We then placed it inbetween some real money, not much – maybe 10 -15 dollars worth-singles – something minimal from what I remember. The problem was – the real money made the fake money even more noticeably counterfeit. So – we decided to stick it within a cassette case.  

    We were on our way to meet this really big dude- with our comically fake money. Me being a petite teenage girl who looked very young for her age and M.S being a mild mannered – curly haired – glasses and typically carrying an oversized instrument with him. 

   We meet the really big dude – he’s about to open the case and count the money and I’m just frozen in place- when M.S. spots a bug on the man’s shirt and –  nonchalantly sais “hey- you’ve got a bug on your shirt”. Then the train comes rolling into the station and I say – “we have to run and catch this train”. As M.S and I run up the escalator – I hear him yell up at us and I turn to see – he looks furious. I tell M.S – don’t turn around – but, he does so immediately. We managed to slide onto the train and – just as the really big dude reaches the doors – they’ve shut and we’re off. 

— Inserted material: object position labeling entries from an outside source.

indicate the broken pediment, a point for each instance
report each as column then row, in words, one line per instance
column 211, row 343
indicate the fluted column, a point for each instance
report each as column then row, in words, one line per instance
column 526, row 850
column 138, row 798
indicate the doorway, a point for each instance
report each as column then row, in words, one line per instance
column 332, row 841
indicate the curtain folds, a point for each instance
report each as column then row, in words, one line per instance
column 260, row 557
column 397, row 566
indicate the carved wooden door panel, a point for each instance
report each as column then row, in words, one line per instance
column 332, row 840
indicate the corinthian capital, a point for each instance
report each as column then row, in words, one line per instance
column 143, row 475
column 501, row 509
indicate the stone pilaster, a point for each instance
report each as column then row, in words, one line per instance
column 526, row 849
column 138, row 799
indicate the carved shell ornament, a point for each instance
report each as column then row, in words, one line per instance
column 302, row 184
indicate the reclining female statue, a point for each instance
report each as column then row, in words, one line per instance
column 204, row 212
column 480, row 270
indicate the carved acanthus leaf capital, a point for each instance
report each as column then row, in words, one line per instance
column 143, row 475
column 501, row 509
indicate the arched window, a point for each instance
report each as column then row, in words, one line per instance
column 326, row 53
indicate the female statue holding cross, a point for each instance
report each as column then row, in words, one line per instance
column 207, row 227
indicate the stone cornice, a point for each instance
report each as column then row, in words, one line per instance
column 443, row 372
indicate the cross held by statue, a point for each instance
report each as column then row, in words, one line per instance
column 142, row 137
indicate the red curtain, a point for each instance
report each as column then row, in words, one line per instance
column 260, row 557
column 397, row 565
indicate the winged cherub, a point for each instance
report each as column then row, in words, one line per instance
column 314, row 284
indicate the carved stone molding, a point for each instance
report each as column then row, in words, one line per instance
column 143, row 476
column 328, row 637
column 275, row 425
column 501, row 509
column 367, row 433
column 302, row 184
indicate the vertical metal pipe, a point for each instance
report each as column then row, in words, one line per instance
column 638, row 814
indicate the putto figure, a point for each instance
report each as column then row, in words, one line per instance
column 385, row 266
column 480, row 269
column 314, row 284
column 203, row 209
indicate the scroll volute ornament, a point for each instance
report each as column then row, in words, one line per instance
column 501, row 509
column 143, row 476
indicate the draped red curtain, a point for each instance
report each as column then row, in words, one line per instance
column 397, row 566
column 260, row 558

   In the recent message from M.S he said this is a story he still tells his friends – and it is the story that changed his life.  After this happened – he grew out his hair and- claims he  spent nine hours at the eye doctor attempting to put in contact lenses for the first time. He also commented on the guys size – especially relative to my own- incase I’d forgotten.

   A few days after the “heist” I had some inner something or other – pushing me to call the really big dude again. I remember having to use the pay phone in front of the school and the dude was – as expected  – extremely upset but – I acted as if I was unaware and he deferred responsibility to M.S. I ended up running into him later that same afternoon. 

   I remember the feeling at the pay phone and the feeling I had when spotting him at the train station. 

   So clear yet – I can’t think back on the entirety of my life with the same clarity – although, I wish I could. Whats in its place? well, the churning thoughts – the list of things to do – daydreams – all adding up to a mist laid over all the time not spent in the present moment. 

  But – such is life – we are here to learn and slowly – we may even garner a few moments of presence.